7 Jul 2013

Youth

There once were two twins, born as mirror images of each other.

They shared the same interests, played the same games together, and laughed at the same jokes. Every day they would run up to the hill to have some fun. The hill was easily identifiable, as there was a large apple tree at the top. The boys would sometimes lie underneath the tree to rest from their games, pointing at the clouds that flew by, trying to decipher the shapes.

One day, one of the boys said to the other: "I won't be able to play as much with you any more. Mother and Father say I will have to start schooling."

The other boy replied: "That's fine! We can always play afterwards, when you've come back and done your homework!"

The first boy smiled. "You're lucky you don't have to go to school, you know."
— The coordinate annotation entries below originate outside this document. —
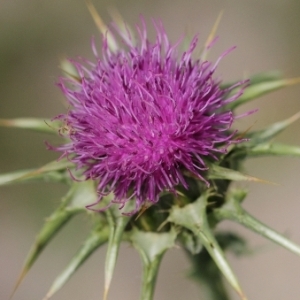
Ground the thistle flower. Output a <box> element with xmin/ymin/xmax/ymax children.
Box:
<box><xmin>0</xmin><ymin>11</ymin><xmax>300</xmax><ymax>300</ymax></box>
<box><xmin>57</xmin><ymin>22</ymin><xmax>246</xmax><ymax>212</ymax></box>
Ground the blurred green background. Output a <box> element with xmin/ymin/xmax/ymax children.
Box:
<box><xmin>0</xmin><ymin>0</ymin><xmax>300</xmax><ymax>300</ymax></box>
"Really? I think you're luckier. You get to make new friends in school and have fun with them."

"Don't worry, I'll bring them back some day, and we'll ALL have fun together!"

The second boy smiled.


And so it was. The first boy went to school every weekday, diligently paying attention during lessons, patiently doing his homework, and learning new things. The second boy would have his own fun on the hill, waiting for the first to show up. And every day he did. Sometimes he did bring some of his friends, and they had fun together, though it seemed like his friends didn't seem that close to his brother. Neither of the twins thought too much about that.

Years passed. The first twin grew a little, and entered his teenage years. The second twin remained a boy.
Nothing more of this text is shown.